Conclusion and Next Steps
- The conversation concludes with appreciation for the guest, Nathan, and his attitude towards open source, which is seen as inspiring and crucial for its sustainability (1h6m41s).
- Nathan is invited to return and demo remediation, a feature that is expected to be developed in the future (1h6m57s).
- Viewers, especially those working in enterprises, are encouraged to use the tools and augment themselves, rather than suffering, and to support open source projects (1h7m12s).
- The host thanks Nathan again and wishes him a great rest of the week, while also inviting him to come back anytime (1h7m23s).

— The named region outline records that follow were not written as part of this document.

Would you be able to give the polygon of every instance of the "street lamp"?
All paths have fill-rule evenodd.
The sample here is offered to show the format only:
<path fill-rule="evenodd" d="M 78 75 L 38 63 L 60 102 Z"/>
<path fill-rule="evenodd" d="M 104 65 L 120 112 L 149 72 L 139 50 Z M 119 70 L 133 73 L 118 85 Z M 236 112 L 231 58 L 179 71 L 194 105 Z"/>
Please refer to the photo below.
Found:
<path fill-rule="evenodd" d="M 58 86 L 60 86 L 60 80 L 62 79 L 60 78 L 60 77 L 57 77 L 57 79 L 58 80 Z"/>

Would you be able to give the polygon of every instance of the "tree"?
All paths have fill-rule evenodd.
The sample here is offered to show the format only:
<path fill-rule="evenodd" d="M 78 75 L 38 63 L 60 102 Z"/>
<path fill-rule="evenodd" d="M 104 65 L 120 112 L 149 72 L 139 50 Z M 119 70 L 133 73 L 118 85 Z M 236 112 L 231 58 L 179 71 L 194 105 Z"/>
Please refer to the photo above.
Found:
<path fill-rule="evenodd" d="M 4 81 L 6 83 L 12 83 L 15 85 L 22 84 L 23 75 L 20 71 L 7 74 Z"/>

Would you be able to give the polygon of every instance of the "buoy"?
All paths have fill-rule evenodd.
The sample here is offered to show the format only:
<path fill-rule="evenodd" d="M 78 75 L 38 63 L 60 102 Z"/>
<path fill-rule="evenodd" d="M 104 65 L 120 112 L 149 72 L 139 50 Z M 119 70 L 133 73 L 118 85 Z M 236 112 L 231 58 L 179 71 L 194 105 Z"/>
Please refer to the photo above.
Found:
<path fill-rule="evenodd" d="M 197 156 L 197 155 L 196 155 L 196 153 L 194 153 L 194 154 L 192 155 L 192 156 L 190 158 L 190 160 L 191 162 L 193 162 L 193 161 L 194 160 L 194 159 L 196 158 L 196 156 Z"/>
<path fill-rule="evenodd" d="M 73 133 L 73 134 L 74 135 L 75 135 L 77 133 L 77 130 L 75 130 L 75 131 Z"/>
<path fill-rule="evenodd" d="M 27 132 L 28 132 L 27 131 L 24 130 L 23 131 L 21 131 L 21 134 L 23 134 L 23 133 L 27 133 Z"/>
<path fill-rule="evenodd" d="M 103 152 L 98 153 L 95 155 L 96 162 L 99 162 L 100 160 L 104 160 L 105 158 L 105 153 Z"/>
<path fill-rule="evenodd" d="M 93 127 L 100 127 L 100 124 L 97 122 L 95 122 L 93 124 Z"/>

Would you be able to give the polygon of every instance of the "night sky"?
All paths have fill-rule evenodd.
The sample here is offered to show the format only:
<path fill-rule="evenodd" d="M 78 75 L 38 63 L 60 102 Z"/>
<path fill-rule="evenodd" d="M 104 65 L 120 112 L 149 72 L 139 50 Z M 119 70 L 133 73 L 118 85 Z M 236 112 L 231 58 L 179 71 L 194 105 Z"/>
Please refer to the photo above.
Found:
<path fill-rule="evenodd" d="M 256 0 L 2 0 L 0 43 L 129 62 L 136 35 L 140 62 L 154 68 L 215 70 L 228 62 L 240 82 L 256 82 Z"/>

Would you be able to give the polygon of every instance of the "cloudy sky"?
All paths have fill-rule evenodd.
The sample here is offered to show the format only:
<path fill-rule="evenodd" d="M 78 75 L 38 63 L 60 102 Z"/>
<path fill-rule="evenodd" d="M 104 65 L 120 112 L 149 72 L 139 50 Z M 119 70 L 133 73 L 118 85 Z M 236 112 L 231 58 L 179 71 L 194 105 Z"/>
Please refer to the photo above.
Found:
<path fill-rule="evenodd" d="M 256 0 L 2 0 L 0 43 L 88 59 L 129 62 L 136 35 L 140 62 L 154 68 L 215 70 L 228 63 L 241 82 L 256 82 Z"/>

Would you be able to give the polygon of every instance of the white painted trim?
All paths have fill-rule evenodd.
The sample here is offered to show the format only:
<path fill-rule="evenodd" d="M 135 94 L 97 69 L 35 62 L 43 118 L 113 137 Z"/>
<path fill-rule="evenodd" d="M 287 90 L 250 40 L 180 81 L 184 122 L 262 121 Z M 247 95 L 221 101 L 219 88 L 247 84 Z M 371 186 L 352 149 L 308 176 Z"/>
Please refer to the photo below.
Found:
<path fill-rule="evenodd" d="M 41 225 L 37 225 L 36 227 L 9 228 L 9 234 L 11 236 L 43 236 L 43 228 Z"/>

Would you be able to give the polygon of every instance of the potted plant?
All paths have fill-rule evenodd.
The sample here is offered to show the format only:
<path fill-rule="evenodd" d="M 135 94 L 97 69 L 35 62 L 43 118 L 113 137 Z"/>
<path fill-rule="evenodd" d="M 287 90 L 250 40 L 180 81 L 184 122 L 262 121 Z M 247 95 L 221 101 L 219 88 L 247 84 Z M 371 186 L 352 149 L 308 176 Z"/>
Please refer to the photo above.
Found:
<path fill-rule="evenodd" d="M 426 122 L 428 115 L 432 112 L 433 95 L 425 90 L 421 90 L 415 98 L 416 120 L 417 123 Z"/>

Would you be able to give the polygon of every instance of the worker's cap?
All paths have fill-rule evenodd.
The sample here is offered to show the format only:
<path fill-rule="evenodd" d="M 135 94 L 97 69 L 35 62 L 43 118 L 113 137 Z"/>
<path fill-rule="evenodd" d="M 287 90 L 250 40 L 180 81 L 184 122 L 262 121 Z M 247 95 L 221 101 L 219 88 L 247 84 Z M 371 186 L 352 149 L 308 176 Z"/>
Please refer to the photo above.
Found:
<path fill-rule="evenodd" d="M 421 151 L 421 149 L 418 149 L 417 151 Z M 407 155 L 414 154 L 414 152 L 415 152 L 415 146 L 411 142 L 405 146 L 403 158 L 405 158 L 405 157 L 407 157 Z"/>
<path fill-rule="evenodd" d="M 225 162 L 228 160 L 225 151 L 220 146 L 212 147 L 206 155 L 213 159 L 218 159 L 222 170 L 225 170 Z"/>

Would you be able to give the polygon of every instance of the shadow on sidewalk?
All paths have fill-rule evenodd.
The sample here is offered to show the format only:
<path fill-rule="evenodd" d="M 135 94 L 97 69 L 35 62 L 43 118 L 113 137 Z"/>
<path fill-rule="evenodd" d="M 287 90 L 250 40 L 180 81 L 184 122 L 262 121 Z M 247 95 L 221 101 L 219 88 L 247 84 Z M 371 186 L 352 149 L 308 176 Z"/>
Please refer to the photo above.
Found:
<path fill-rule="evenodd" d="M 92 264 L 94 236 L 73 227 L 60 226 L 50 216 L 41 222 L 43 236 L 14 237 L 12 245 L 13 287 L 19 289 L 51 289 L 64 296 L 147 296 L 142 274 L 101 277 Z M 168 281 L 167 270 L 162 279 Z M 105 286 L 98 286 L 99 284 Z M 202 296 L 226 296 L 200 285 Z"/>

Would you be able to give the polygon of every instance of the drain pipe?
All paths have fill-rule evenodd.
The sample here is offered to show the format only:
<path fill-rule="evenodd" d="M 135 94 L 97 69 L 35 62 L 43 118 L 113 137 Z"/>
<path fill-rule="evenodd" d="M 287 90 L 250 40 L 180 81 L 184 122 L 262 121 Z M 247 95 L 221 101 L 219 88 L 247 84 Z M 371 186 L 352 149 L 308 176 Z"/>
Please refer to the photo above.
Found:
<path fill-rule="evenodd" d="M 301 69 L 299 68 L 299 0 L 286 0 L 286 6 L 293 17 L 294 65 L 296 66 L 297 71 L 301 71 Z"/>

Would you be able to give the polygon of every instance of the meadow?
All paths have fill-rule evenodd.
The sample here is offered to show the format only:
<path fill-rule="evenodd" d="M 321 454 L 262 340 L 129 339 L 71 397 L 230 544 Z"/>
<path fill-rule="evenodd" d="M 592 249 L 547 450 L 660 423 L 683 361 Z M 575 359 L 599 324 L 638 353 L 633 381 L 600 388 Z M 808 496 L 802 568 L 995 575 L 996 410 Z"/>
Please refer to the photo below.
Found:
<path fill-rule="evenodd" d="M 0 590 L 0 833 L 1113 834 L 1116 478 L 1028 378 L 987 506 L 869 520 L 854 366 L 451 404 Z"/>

- The host thanks the audience for staying and encourages them to check out the project, leave a star, and continue supporting open source (1h7m43s).
- The host announces a two-week hiatus due to the American holiday and Thanksgiving, but promises to resurface some of the best episodes during that time (1h7m51s).
- The host thanks the audience for their support of open source and wishes everyone an awesome weekend (1h8m5s).